Now that more mid-range homes are being built, the prices in this segment are expected to stay stable and grow more slowly. But luxury and waterfront properties are still highly sought after, so their prices are likely to stay strong
Surveys have also revealed that over half of the residents of Dubai are planning to purchase a home within the next three years. This clearly highlights the sustained appetite for real estate despite rising options.
Rental Market Trends
Rental growth has shown early signs of stabilization. Apartment rents have now increased by 2% and villa rents by 4% in Q3. It is lower than the rapid growth of previous years. And as the new supply will continue into 2026 the rental rates might stay the same and stable. This condition provides more predictability for both tenants and investors.

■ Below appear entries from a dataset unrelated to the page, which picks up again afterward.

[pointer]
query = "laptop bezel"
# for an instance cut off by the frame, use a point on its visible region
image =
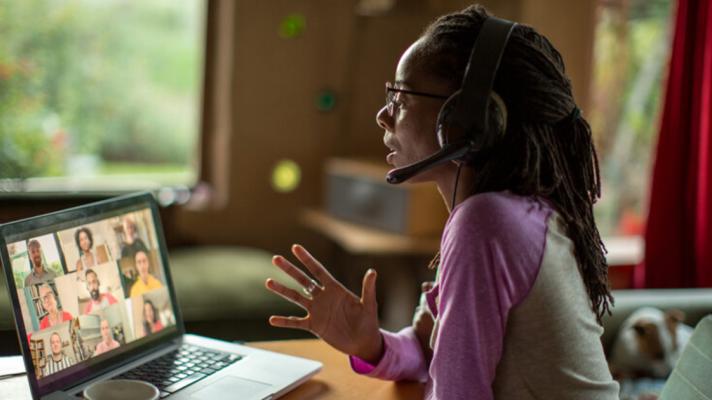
(77, 374)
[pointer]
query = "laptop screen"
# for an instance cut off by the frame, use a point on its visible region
(89, 289)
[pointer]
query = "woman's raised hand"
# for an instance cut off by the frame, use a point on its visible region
(336, 315)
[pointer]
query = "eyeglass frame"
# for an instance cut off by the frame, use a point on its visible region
(391, 95)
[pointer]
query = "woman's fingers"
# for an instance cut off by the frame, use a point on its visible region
(291, 270)
(287, 293)
(289, 322)
(312, 265)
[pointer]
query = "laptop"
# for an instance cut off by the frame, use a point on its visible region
(93, 299)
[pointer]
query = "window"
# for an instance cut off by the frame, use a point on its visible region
(100, 94)
(632, 48)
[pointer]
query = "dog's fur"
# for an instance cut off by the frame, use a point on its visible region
(649, 343)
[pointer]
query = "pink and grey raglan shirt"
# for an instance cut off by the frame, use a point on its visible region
(512, 316)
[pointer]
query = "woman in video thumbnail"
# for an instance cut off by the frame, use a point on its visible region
(132, 243)
(57, 360)
(87, 258)
(151, 323)
(521, 285)
(107, 339)
(49, 303)
(145, 282)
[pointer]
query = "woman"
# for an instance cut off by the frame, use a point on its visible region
(87, 259)
(54, 315)
(151, 323)
(521, 283)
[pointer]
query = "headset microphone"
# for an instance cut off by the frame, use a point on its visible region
(466, 112)
(449, 152)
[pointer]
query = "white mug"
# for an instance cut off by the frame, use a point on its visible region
(120, 389)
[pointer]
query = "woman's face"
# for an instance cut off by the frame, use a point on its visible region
(84, 241)
(410, 131)
(148, 312)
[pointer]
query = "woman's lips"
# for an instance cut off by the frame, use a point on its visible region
(390, 156)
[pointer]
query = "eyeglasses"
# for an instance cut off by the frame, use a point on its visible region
(391, 97)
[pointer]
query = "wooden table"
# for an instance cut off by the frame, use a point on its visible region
(336, 379)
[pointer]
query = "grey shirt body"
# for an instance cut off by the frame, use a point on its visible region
(553, 347)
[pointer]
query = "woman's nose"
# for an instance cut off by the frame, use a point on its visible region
(384, 120)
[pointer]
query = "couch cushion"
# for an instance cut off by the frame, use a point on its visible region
(227, 283)
(696, 303)
(690, 379)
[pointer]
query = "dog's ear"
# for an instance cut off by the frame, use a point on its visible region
(639, 328)
(673, 318)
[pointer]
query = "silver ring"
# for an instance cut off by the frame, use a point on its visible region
(309, 290)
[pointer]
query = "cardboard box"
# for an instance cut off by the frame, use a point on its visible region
(357, 191)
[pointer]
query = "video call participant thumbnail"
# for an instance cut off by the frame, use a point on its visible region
(57, 360)
(49, 303)
(39, 273)
(97, 300)
(88, 258)
(107, 339)
(131, 242)
(145, 282)
(151, 322)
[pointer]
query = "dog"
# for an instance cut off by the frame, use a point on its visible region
(649, 343)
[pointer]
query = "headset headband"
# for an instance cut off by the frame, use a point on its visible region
(470, 114)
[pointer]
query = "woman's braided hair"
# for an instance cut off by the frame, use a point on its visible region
(547, 149)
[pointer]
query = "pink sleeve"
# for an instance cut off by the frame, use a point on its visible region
(402, 358)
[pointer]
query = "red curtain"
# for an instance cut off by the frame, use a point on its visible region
(678, 237)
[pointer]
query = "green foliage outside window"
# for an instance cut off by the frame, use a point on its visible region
(114, 82)
(632, 48)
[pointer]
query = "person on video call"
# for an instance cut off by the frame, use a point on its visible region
(97, 300)
(49, 303)
(39, 273)
(57, 360)
(87, 258)
(145, 282)
(107, 339)
(131, 242)
(521, 284)
(151, 323)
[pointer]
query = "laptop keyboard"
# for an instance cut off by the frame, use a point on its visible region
(180, 368)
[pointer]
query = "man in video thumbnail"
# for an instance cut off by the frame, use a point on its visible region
(49, 303)
(56, 361)
(98, 300)
(39, 273)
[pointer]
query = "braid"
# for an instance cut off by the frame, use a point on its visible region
(546, 151)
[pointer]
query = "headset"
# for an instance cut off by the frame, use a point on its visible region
(468, 114)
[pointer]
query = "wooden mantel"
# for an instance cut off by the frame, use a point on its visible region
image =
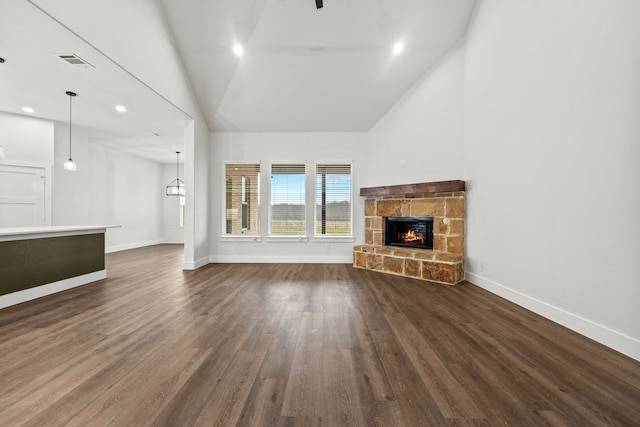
(406, 189)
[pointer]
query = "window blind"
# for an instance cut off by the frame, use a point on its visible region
(288, 211)
(333, 200)
(242, 198)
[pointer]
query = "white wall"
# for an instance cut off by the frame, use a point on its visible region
(136, 37)
(267, 147)
(26, 138)
(552, 144)
(110, 187)
(420, 138)
(172, 232)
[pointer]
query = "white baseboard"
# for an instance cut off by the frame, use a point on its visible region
(50, 288)
(276, 259)
(194, 265)
(135, 245)
(616, 340)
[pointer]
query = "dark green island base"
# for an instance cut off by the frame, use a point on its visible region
(40, 261)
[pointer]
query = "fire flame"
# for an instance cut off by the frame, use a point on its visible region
(411, 237)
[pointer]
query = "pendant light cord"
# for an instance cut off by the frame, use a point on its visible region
(178, 168)
(70, 96)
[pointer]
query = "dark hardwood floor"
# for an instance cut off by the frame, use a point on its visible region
(297, 345)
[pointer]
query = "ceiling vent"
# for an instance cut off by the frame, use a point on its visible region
(74, 60)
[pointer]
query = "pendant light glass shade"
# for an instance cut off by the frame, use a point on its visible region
(176, 187)
(70, 165)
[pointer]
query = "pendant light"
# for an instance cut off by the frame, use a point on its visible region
(70, 165)
(176, 187)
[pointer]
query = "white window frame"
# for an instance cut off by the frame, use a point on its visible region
(289, 237)
(324, 238)
(230, 237)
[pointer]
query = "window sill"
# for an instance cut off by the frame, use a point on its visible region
(240, 238)
(334, 239)
(291, 239)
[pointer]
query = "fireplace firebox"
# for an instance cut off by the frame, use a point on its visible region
(409, 231)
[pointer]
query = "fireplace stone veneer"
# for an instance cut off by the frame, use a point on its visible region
(445, 202)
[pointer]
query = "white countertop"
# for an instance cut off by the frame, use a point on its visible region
(23, 233)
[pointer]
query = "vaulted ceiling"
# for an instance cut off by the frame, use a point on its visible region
(308, 69)
(303, 69)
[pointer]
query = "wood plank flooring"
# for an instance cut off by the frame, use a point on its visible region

The UAE office market remained one of the tightest globally. The occupancy rate for the Grade-A office reached 94%. The rents climbed nearly 29% year-on-year. Transaction values also surged 87% in Q3. All of this was because of the strong demand and limited availability. Analysts have anticipated that the limited supply until 2027 will continue to favor landlords. And this would perform well particularly in the prime commercial hubs.
Abu Dhabi and Northern Emirates Insights

Abu Dhabi has basically enjoyed its strongest year on record. The off-plan sales contributed to up to 73% of the transactions. Moreover, some apartment values also surged by up to 276%.
The key rental segments also grew to 11–13%. And the prime office space in ADGM neared full occupancy.
Meanwhile, the Northern Emirates have expanded rapidly. Ras Al Khaimah saw 18% growth in price and Sharjah saw 12%. Al Ain maintained stable performance. The luxury waterfront projects, particularly in Ras Al Khaimah, also attracted nearly 80% of foreign buyers.
Luxury Market Highlights

The ultra-prime areas of Dubai including Palm Jumeirah and Dubai Hills, have experienced a good annual growth of 15–30%. This growth is supported by continuous interest from international global investors and a limited supply. Although the mid-market inventory is rising, the luxury and waterfront properties are expected to maintain their strength well into 2026.
Outlook for 2026
Experts say that the UAE real estate market will enter a more balanced and mature phase. The price growth may soften by up to 15% in mid-market segments. Although the demand from residents and international investors will continue to support both residential and commercial markets.
The focus is shifting from record-breaking growth now towards a sustainable and strategic development. This gives off a long-term appeal of the UAE real estate market for Dubai property investments and the wider real estate market.